Character Analysis Nastasya Filippovna Barashkov

 

It is regrettable that Dostoevsky did not more often include Nastasya in The Idiot's middle sections. Without a doubt, she is the novel's most dramatic and most complex character; it is she who steers the course of this novel and the fate of Prince Myshkin and Rogozhin. Structurally, perhaps, Dostoevsky neglected Nastasya to show us Myshkin's attempt at living among the bourgeois — as completely a failure as his experiences with such extraordinary types as Nastasya and Rogozhin. But even when Nastasya is absent from the action of the novel, her presence is felt; this is particularly true of the novel's beginning. Long before Nastasya Filippovna makes an entrance and we see her in action, we listen to Lebedyev's gossip about her; we hear Rogozhin's confession concerning his ungovernable passion for her that drove him to steal enough money to buy her a set of expensive earrings; the photograph of her is described, as is Myshkin's reaction to it; we witness General Epanchin's anxiety concerning Nastasya's decision to marry Ganya Ivolgin; and, we watch Ganya scheme, and the Epanchin women fume in jealousy, when Nastasya's name is mentioned. Nastasya is this novel's pivot.

Nastasya Filippovna has been extraordinary — singled out — ever since she was twelve years old and Totsky saw her, by accident. Earlier he had placed the young orphan girl with a good German family and, later, discerned a promise of unusual beauty in the young adolescent. Totsky educated her, was lavish with his money and created a well-bred, intelligent mistress for himself.

Halfway through her long liaison with Totsky, however, Nastasya demanded that he not dispose of her; she threatened him if he should ever marry, and thus Nastasya could no longer place the entire burden of shame on Totsky for her being a kept woman.

No one in The Idiot can understand Nastasya Filippovna's abrupt changes of mood and perhaps we should not attempt too narrow a formula for her motivations. Nastasya is highly emotional, full of guilt, out for revenge — things which cannot be logically equated into a cause-effect relationship. We have a full account of Nastasya's background and from that, and seeing that Nastasya's passion is extreme, we have to accept her actions and not, logically, try to find reasons for her capriciousness.

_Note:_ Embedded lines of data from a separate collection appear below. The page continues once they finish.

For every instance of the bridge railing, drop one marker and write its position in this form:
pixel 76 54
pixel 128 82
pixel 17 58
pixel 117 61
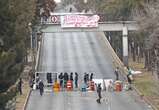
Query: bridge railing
pixel 56 18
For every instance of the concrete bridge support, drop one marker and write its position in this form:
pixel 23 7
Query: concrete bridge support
pixel 125 45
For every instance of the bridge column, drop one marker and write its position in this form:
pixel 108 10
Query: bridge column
pixel 125 45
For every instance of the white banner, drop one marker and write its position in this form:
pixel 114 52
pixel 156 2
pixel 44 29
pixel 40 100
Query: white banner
pixel 79 21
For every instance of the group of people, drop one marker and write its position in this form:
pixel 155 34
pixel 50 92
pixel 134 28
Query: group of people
pixel 87 78
pixel 64 77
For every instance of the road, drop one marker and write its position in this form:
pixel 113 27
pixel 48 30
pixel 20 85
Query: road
pixel 80 52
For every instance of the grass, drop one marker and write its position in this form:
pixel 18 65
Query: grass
pixel 146 83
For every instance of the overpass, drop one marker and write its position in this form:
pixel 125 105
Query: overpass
pixel 54 24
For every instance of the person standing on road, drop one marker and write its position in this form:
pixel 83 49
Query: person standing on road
pixel 129 78
pixel 99 90
pixel 71 78
pixel 61 79
pixel 20 86
pixel 85 78
pixel 41 87
pixel 76 80
pixel 65 79
pixel 91 77
pixel 117 73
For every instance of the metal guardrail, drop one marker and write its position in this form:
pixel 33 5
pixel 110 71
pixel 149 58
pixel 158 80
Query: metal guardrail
pixel 11 104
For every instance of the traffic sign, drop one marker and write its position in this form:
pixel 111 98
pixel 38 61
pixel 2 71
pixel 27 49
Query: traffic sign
pixel 54 19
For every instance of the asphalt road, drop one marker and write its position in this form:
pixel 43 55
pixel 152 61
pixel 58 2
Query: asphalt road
pixel 79 52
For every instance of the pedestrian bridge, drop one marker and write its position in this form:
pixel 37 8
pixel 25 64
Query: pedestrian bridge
pixel 102 26
pixel 77 22
pixel 60 22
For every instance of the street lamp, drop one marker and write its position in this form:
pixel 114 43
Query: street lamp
pixel 30 29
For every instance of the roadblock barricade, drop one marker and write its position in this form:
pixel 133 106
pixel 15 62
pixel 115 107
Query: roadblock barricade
pixel 91 86
pixel 56 87
pixel 118 86
pixel 69 85
pixel 83 87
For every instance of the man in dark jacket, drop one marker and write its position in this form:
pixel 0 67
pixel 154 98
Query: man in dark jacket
pixel 20 86
pixel 76 80
pixel 99 89
pixel 65 79
pixel 117 73
pixel 61 79
pixel 91 77
pixel 41 87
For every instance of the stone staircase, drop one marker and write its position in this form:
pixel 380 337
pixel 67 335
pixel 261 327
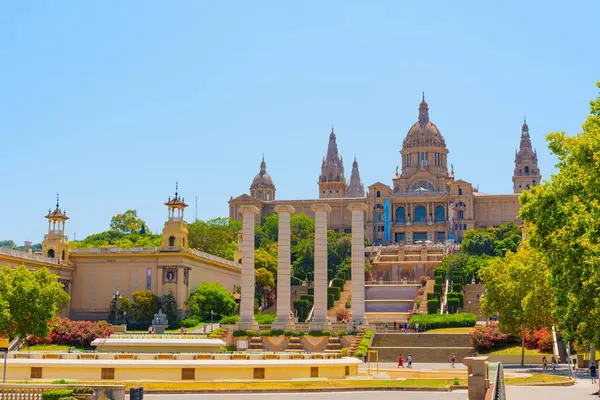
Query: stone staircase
pixel 295 344
pixel 423 347
pixel 340 304
pixel 471 292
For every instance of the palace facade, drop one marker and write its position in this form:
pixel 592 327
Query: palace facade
pixel 425 201
pixel 91 276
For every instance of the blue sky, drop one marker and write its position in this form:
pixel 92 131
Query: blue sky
pixel 109 103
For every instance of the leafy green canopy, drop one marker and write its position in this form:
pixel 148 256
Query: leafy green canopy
pixel 28 301
pixel 562 217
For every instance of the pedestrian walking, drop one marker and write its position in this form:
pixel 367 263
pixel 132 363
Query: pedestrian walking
pixel 400 362
pixel 593 371
pixel 544 364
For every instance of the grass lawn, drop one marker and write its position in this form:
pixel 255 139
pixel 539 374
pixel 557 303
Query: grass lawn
pixel 535 378
pixel 54 347
pixel 516 351
pixel 464 330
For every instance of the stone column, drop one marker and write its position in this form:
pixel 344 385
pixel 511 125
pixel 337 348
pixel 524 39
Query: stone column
pixel 320 321
pixel 358 262
pixel 284 320
pixel 247 297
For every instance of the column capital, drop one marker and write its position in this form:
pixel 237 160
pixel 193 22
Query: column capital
pixel 249 209
pixel 357 207
pixel 321 207
pixel 285 208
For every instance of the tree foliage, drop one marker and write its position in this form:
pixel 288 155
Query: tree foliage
pixel 562 218
pixel 211 296
pixel 28 301
pixel 518 290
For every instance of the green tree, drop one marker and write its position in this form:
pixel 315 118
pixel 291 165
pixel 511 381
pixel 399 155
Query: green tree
pixel 518 290
pixel 127 222
pixel 561 217
pixel 145 305
pixel 28 301
pixel 212 296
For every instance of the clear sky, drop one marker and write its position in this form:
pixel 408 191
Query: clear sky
pixel 110 102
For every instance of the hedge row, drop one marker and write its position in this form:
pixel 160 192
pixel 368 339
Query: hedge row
pixel 435 321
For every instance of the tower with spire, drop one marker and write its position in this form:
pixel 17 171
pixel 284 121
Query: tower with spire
pixel 262 185
pixel 175 233
pixel 356 187
pixel 332 183
pixel 55 243
pixel 527 173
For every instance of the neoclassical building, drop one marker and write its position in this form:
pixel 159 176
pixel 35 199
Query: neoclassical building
pixel 92 275
pixel 425 201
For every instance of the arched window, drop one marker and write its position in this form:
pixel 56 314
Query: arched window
pixel 440 214
pixel 400 215
pixel 420 214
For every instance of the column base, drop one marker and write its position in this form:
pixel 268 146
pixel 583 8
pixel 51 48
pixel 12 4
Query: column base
pixel 320 324
pixel 283 324
pixel 248 324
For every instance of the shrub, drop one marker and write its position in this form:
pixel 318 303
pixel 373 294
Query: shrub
pixel 335 291
pixel 487 337
pixel 433 306
pixel 230 320
pixel 453 305
pixel 56 394
pixel 265 319
pixel 83 390
pixel 74 333
pixel 189 322
pixel 435 321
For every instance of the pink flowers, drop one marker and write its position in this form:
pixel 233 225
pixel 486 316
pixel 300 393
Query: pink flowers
pixel 78 333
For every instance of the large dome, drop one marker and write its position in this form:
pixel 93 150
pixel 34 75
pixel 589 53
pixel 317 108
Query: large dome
pixel 424 133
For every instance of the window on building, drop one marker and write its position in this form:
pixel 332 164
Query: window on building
pixel 148 278
pixel 400 215
pixel 440 214
pixel 420 214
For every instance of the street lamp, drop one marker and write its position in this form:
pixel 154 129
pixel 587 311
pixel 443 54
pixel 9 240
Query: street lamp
pixel 116 297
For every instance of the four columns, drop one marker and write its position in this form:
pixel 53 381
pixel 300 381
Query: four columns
pixel 320 321
pixel 247 298
pixel 284 319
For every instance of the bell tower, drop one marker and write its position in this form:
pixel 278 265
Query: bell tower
pixel 55 243
pixel 527 173
pixel 175 233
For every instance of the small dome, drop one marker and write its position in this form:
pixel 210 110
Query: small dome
pixel 262 179
pixel 424 133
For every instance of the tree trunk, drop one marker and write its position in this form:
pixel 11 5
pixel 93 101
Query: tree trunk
pixel 522 345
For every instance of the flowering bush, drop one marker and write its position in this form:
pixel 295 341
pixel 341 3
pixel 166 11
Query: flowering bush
pixel 540 339
pixel 487 337
pixel 76 333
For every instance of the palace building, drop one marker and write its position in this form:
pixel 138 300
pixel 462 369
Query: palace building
pixel 91 276
pixel 425 202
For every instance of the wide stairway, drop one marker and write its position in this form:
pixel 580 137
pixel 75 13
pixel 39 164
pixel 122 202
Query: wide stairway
pixel 423 347
pixel 389 302
pixel 340 305
pixel 472 303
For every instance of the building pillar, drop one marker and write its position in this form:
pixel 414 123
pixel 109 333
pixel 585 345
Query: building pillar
pixel 247 297
pixel 320 321
pixel 358 262
pixel 284 319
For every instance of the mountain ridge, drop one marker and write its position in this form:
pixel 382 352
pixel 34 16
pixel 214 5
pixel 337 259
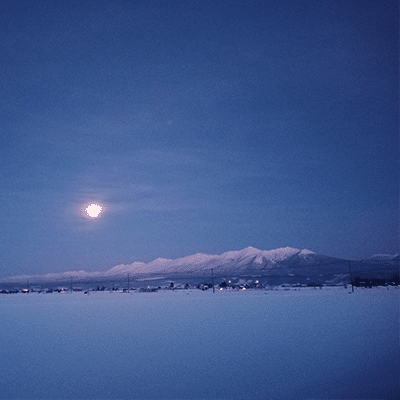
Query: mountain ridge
pixel 283 262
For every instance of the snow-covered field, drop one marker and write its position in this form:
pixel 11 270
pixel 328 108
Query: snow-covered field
pixel 193 344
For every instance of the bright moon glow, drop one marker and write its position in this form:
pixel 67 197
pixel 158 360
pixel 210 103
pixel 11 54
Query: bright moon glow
pixel 93 210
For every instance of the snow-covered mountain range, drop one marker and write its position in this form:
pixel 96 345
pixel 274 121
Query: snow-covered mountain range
pixel 283 264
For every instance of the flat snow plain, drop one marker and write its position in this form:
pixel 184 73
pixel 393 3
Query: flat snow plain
pixel 321 344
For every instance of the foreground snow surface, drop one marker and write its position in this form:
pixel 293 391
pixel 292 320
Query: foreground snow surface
pixel 191 344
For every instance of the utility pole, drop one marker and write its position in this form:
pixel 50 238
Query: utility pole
pixel 351 277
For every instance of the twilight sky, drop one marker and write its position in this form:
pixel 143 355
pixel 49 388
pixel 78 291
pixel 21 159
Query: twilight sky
pixel 198 126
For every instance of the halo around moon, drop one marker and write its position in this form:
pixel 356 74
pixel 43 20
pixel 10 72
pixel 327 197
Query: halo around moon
pixel 93 210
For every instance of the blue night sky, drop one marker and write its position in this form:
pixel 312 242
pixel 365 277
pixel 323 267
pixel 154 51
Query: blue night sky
pixel 198 126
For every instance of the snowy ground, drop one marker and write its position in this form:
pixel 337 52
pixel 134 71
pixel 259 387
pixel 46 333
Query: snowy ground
pixel 193 344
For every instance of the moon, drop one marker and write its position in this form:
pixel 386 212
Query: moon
pixel 94 210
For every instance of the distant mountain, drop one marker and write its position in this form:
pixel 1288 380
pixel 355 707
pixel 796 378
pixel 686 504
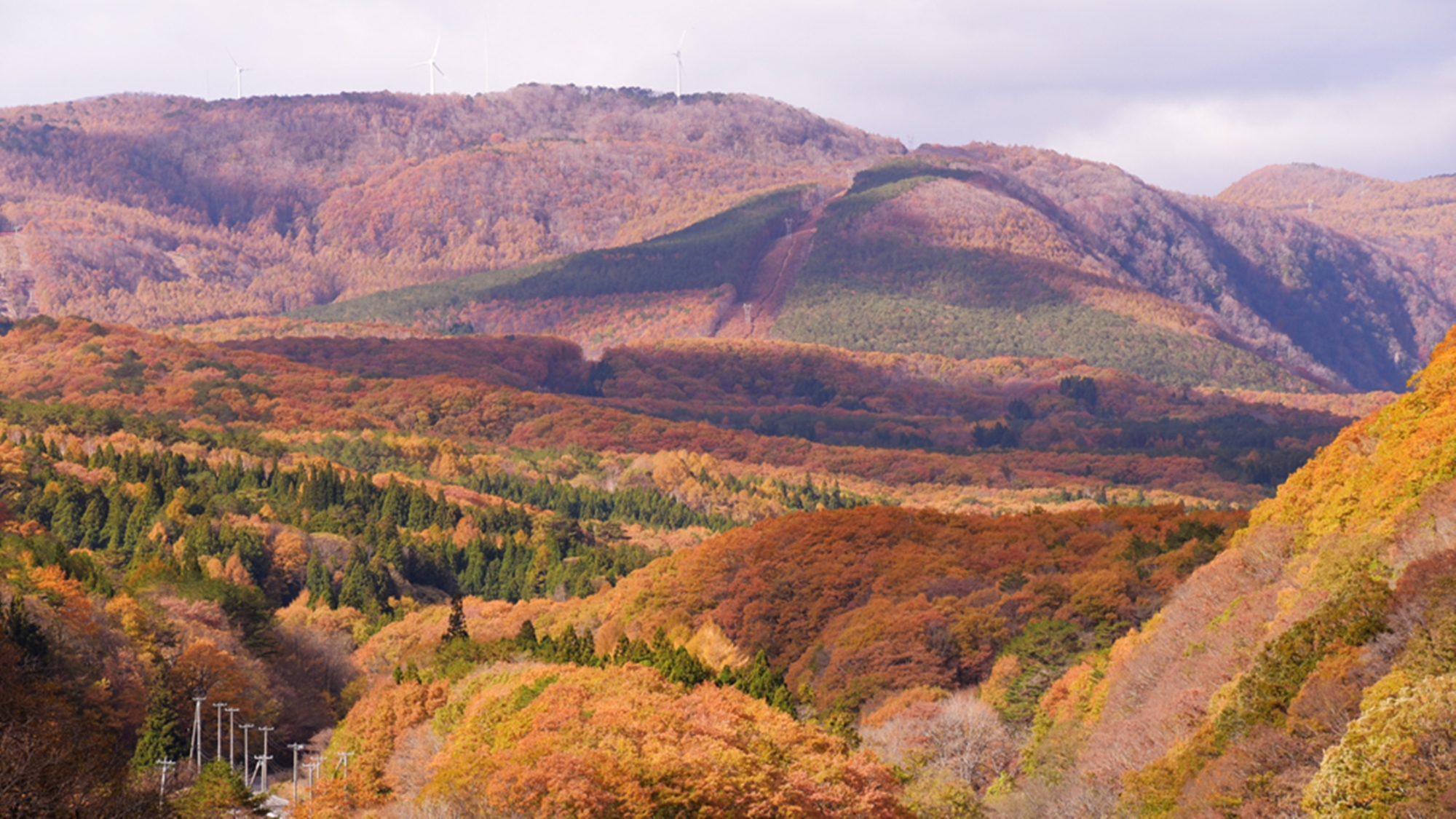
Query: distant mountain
pixel 611 216
pixel 1415 219
pixel 1071 257
pixel 985 251
pixel 158 209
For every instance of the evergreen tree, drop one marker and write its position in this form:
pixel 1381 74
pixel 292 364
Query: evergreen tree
pixel 161 735
pixel 456 628
pixel 320 585
pixel 218 791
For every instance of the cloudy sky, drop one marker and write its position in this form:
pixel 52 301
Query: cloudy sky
pixel 1187 94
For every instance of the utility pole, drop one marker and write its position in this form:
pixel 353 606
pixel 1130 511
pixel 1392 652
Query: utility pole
pixel 231 711
pixel 248 769
pixel 263 771
pixel 263 759
pixel 167 765
pixel 196 751
pixel 219 705
pixel 296 748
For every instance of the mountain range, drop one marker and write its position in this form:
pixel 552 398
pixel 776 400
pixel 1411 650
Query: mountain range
pixel 587 452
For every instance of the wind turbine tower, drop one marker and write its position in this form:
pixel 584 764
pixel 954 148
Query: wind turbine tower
pixel 679 56
pixel 433 66
pixel 240 71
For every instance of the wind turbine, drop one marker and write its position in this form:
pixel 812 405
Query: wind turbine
pixel 240 69
pixel 679 55
pixel 433 66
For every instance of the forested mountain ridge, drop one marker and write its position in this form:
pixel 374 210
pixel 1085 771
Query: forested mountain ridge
pixel 1307 669
pixel 159 209
pixel 969 223
pixel 985 251
pixel 1416 219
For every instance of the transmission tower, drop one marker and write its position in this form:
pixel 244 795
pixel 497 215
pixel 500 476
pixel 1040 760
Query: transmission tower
pixel 196 751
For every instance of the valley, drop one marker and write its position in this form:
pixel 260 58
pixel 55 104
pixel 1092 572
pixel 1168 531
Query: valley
pixel 570 451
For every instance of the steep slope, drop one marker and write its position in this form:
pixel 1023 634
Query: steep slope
pixel 1307 666
pixel 711 260
pixel 1415 219
pixel 157 210
pixel 984 250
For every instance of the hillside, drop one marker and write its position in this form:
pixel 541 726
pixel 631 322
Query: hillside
pixel 1415 219
pixel 158 209
pixel 982 251
pixel 1308 666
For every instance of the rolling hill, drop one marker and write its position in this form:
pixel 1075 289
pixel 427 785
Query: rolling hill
pixel 978 253
pixel 162 209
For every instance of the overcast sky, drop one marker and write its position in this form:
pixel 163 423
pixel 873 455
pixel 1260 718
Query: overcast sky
pixel 1189 95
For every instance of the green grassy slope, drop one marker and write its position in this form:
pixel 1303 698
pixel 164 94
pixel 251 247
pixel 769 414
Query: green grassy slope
pixel 721 250
pixel 889 295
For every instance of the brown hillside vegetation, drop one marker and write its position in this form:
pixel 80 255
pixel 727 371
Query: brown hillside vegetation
pixel 161 209
pixel 861 604
pixel 563 740
pixel 472 429
pixel 1305 668
pixel 1266 282
pixel 1416 219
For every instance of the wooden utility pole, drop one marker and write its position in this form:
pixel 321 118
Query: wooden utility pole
pixel 296 748
pixel 248 769
pixel 314 768
pixel 231 711
pixel 263 771
pixel 167 765
pixel 196 751
pixel 219 705
pixel 263 761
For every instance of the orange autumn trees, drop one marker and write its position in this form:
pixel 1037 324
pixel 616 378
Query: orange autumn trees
pixel 560 740
pixel 286 203
pixel 863 602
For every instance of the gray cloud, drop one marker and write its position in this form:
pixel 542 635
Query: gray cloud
pixel 1189 95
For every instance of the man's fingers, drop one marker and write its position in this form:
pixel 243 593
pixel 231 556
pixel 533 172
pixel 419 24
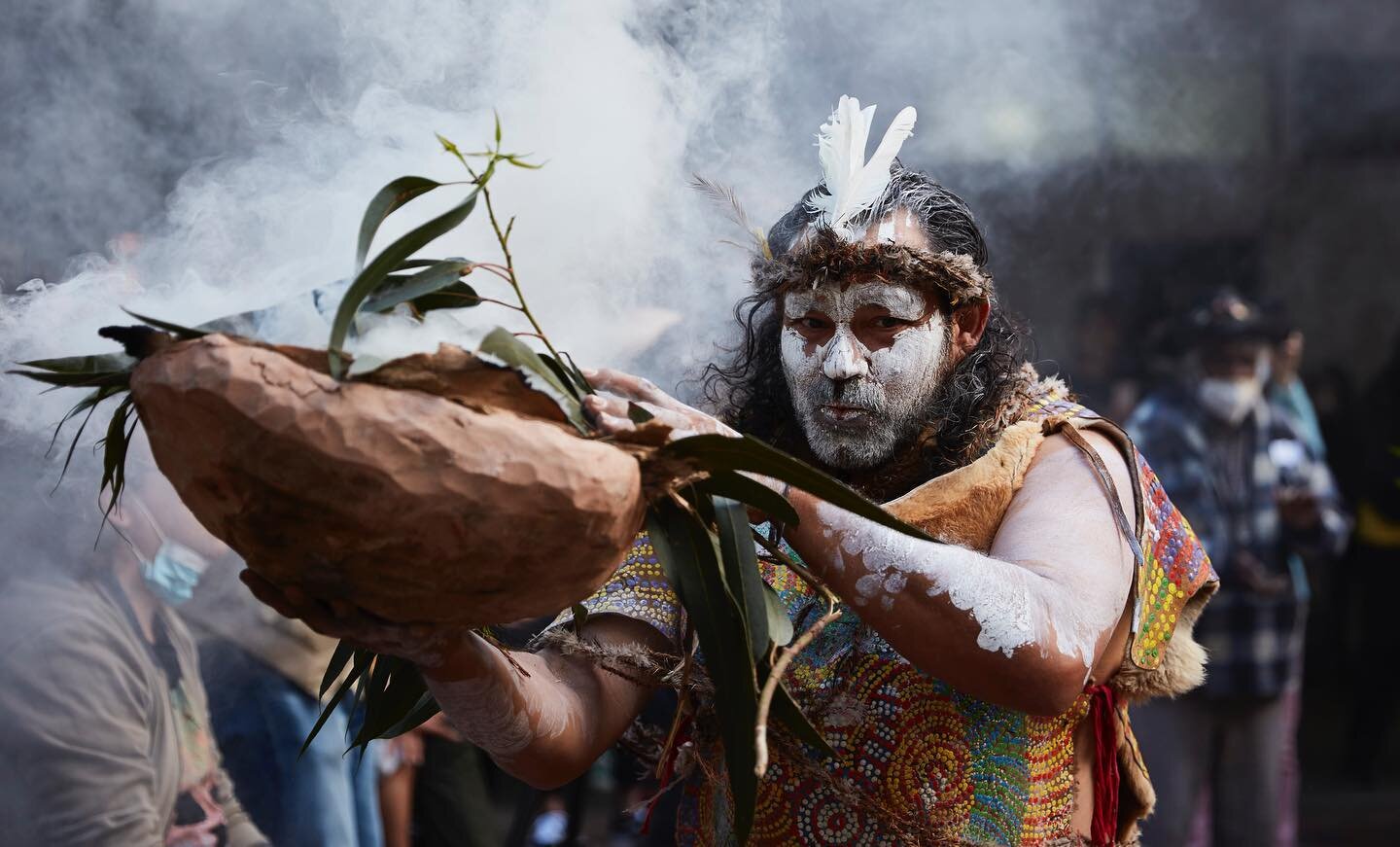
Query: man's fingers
pixel 627 385
pixel 266 592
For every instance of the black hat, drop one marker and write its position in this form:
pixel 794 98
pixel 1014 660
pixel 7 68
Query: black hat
pixel 1227 317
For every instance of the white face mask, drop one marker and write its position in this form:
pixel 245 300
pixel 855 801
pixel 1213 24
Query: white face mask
pixel 1230 400
pixel 856 405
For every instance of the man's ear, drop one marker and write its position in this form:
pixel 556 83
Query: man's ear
pixel 969 322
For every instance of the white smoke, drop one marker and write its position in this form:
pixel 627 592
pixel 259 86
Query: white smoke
pixel 611 247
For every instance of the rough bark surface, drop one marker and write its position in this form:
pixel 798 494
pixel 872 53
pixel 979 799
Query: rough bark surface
pixel 407 505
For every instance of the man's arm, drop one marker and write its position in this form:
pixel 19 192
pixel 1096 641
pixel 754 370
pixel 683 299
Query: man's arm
pixel 1312 515
pixel 1022 626
pixel 544 722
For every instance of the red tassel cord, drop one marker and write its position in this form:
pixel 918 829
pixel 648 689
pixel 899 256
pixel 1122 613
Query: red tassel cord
pixel 1102 713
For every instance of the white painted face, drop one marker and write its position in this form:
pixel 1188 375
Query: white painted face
pixel 862 365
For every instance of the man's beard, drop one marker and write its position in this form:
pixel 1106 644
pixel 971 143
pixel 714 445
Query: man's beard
pixel 864 440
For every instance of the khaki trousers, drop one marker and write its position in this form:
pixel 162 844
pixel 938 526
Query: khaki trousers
pixel 1227 754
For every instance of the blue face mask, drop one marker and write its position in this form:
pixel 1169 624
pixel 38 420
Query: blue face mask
pixel 175 570
pixel 174 573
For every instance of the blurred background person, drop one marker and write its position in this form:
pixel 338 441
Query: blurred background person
pixel 1103 366
pixel 104 720
pixel 433 790
pixel 1256 493
pixel 270 668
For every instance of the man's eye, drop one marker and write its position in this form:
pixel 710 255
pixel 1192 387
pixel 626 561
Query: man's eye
pixel 891 322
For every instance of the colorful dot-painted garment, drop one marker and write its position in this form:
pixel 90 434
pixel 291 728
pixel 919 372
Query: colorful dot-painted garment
pixel 916 760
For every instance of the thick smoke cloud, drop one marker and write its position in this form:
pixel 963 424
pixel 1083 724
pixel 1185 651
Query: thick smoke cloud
pixel 196 159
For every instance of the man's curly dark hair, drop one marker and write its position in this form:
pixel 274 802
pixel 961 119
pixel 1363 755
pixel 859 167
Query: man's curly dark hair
pixel 750 391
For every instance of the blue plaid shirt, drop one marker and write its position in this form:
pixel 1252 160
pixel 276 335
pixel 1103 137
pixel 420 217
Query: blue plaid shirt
pixel 1227 481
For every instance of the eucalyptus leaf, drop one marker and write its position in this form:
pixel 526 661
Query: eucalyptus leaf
pixel 740 569
pixel 344 652
pixel 374 273
pixel 458 296
pixel 722 452
pixel 786 710
pixel 435 277
pixel 687 556
pixel 780 626
pixel 360 664
pixel 105 363
pixel 508 349
pixel 181 332
pixel 425 709
pixel 735 486
pixel 398 693
pixel 382 204
pixel 560 374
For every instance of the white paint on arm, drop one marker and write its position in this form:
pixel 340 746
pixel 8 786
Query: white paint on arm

One of the best ways to understand Nastasya's actions is to imagine her desperate situation. She cannot continue as Totsky's mistress; the pose has grown tiring. She cannot marry Ganya, who lusts after her money and has threatened to mistreat her. Most of all, she cannot marry the innocent Prince Myshkin, who insists to her — and to other people — that Nastasya is not what she seems, that she is more kind and sweet than her haughty demeanor seems to indicate. Nastasya is far more objective about herself than either Myshkin or Rogozhin; the former sees suffering beauty in her eyes and so colors the whole of her character; the latter sees sensuous beauty and is spellbound. It is Nastasya's liability that she is so extraordinarily beautiful; men think of her only in terms of sex — and the money necessary for the luxury.

After Nastasya leaves Totsky, her only weapon for survival in the world of Petersburg society is her pride. She fled in the night with Rogozhin because of her insecurity; Totsky reared her to be a cultured accessory and she is adrift on her own. She realizes that, socially, she is at a dead end. And she is intelligent enough to rise above the ridiculous situation and see Myshkin as a saint, Rogozhin as a sensualist, and the rest of the men who flock around her as greedy and slavish. She sees an absurd morality play with good and evil on either side of her. So, not knowing what role she must play, she plunges into the comedy and turns the course of events upside down.

There is a fatalistic streak in Nastasya; she seems to sense from the first that her destiny is with Rogozhin, just as Myshkin senses, in an almost clairvoyant way, that not only will Nastasya's rendezvous be with Rogozhin but that it will result in her death. Death, in fact, hovers ominously throughout the novel. An attempt is made on Myshkin's life, various murders are discussed, plus the treatment and the attitudes of murderers; and Nastasya's birthday party comes to a climax in the death of one way of life — but not in the birth of another. Nastasya destroys her long-time relationship with Totsky to flee to nowhere. She merely escapes with Rogozhin, a pale-faced admirer who quakes in her presence but who, we learn, is capable of beating her black and blue.

Vacillating between Rogozhin and Myshkin in Moscow, Nastasya returns to Petersburg and tries to effect a marriage between Aglaia and Myshkin — two good souls. But Aglaia reveals herself to be venomous and even though Nastasya bests Aglaia by claiming Myshkin as a prize, she cannot let herself marry the prince; therefore, her final — and fatal — abandonment to Rogozhin.